Photograph by Justin Sullivan — Getty Images
By Ben Geier
February 3, 2015

January is generally a pretty soft month for car sales. Winter doldrums and the end of holiday sales generally contribute to a month where dealer lots see a lot less activity than usual.

The January that just ended, though, bucked that trend. This was the best January in years for several manufacturers, with favorable credit conditions and continued pent-up demand helping out.

General Motors’ (GM) sales were up 18% year-over-year, contributing to the automaker’s best January in 7 years. Ford (F) had its best January since 2004, and Chrysler saw its best first month of the year since 2007.

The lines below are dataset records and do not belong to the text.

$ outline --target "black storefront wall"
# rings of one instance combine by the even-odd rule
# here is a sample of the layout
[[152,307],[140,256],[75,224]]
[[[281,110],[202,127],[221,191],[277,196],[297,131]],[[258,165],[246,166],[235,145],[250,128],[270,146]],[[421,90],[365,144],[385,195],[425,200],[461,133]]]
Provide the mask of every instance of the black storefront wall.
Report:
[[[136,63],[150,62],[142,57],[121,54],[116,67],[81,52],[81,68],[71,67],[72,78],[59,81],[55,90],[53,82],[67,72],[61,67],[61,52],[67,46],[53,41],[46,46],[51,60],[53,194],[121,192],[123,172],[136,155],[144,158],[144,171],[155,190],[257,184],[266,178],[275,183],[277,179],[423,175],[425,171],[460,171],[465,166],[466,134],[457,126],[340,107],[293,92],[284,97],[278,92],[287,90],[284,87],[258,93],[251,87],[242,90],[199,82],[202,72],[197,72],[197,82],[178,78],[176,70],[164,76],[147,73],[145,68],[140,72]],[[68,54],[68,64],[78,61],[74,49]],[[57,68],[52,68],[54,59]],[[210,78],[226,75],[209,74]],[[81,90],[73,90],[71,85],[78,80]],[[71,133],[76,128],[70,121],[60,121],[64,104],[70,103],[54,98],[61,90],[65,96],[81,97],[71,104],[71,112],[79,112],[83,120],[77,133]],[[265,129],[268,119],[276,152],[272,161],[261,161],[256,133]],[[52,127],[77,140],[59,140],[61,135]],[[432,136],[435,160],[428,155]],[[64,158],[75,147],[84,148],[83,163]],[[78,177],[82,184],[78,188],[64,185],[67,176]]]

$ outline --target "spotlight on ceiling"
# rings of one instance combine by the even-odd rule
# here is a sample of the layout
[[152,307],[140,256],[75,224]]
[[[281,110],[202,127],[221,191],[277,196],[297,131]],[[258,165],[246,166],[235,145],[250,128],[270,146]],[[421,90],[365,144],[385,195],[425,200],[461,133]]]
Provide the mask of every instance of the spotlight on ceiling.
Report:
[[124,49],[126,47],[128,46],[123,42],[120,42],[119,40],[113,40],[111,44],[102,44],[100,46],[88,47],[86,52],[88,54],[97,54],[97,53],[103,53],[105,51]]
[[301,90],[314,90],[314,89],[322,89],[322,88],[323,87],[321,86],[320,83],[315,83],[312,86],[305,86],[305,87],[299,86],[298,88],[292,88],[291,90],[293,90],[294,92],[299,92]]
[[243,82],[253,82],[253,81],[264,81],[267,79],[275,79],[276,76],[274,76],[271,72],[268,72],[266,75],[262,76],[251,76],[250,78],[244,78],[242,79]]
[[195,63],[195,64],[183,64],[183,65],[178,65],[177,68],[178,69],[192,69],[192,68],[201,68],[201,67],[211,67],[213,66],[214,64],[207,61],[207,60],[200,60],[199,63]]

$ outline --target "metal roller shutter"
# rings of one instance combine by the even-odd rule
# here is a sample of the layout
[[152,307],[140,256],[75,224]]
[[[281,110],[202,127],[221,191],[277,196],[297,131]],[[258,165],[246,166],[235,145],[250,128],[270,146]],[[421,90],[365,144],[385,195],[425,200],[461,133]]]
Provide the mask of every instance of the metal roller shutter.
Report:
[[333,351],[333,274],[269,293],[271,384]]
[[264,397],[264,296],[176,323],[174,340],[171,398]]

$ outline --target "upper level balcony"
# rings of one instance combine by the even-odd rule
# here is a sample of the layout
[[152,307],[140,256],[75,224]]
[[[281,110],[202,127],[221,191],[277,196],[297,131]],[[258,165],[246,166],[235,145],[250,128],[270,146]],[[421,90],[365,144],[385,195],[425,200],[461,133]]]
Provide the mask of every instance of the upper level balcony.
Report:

For the big Japanese automakers, January sales topped expectations at Toyota (TM) and Nissan (NSANY), but they lagged at Honda (HMC).

Pent-up demand is one major factor in this strong month. As the economy has struggled over the past several years, a lot of car buyers put of their purchases, leading to historic lows in auto sales market. With the economy generally improving, more and more people are finally replacing cars they would have replaced a few years ago.

TrueCar (TRUE) president John Krafcik called the strong month “a continuation of the momentum we felt last month,” and of the generally strong trends that were seen all of last year.

Kurt McNeil, U.S. vice president of sales operations at GM, said in a statement that lower gas prices are also contributing to the continued robust market.

“It’s unquestionably the case,” Krafcik said when asked about the correlation between lower gas prices and increased car sales. He also noted that lower gas prices can change the mix of cars sold, with more profitable trucks and SUVs moving when gas prices are lower. (Some analysts have said lower gas prices ultimately don’t change things too much.)

Another piece of the puzzle is the auto finance market, which continues to be very friendly for borrowers. Average car loan terms have reached a record high of 67.2 months, and interest rates are still relatively low at 4.5%. Shoppers are taking advantage of these conditions, and that means more cars are moving.

Even if rates change, the auto finance industry could keep offering low rates though, said Krafcik.